Костёр и рассказ | страница 23




Именно благодаря этому пребыванию способности в бездействии становится возможным мышление мышления, живопись живописи, поэзия поэзии.

Если обособление подразумевает изначальный избыток способности в каждом случае реализации действия, тогда следует помнить, что правильно мыслить обособление прежде всего значит каждый раз отказываться от схемы субъект/объект, отключать её. В картине Веласкеса или Тициана живопись (la picture picta[67]) – это не объект пишущего её субъекта (pictura pingens[68]), подобно тому, как в «Метафизике» Аристотеля мышление – это не объект мыслящего субъекта, что было бы абсурдом. Напротив, живопись живописи означает только то, что живопись (способность к живописи, la pictura pingens) выражается и застывает в акте живописи, точно так же, как поэзия поэзии означает, что язык выражается и застывает в стихотворении.


Я заметил, что в этих размышлениях об акте творения постоянно возвращается термин «бездействие». Возможно, здесь мне стóит попытаться очертить хотя бы элементы того, чтó я хотел бы определить как «поэтику – или политику – бездействия». Я добавил термин «политика», потому что при попытке иначе мыслить poiesis, деятельность людей, невозможно не поставить под вопрос также наше понимание политики.

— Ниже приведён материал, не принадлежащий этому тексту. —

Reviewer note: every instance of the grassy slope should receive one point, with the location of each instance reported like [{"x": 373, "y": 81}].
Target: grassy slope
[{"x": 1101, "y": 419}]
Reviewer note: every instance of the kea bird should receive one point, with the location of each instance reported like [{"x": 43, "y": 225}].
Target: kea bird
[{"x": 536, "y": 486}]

В одном из фрагментов «Никомаховой этики» (1097b, 22 ss.) Аристотель поднимает вопрос о том, чтó является делом человека и в какой-то момент предлагает гипотезу, что у человека вообще нет собственного дела, что человек по сути своей бездеятелен:

подобно тому, как у флейтиста, ваятеля и всякого мастера [technites] да и вообще у тех, у кого есть определённое назначение [ergon] и занятие [praxis], собственно благо [tagathon] и совершенство [to eu] заключены в их деле [ergon], точно так, по-видимому, и у человека [вообще], если только для него существует [определённое] назначение [ti ergon]. Но возможно ли, чтобы у плотника и башмачника было определённое назначение и занятие, а у человека не было бы никакого, и чтобы он по природе был бездельник [argos]?[69]

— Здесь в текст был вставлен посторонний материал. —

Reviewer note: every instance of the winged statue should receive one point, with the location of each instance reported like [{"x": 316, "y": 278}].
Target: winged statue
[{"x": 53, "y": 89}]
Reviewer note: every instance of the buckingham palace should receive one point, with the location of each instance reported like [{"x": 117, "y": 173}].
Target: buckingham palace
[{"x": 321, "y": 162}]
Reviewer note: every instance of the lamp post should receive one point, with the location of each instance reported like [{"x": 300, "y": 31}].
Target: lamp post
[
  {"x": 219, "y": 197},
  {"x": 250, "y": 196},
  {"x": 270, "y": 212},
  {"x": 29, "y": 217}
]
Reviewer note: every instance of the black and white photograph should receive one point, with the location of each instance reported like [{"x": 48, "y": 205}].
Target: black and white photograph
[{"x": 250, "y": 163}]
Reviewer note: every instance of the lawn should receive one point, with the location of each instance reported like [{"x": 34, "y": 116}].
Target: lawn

Ergon в данном контексте значит не просто «дело», а то, чем определяется energeia, действие или бытие-в-действии, присущее человеку. В том же смысле ещё Платон задавался вопросом, какова особая деятельность, ergon – например, лошади. Вопрос о деле или об отсутствии дела у человека обладает решающим стратегическим значением, потому что от этого зависит не только возможность определить его природу или его особенную суть, но также, в перспективе Аристотеля, возможность определить, в чём заключается его счастье и, соответственно, его политика.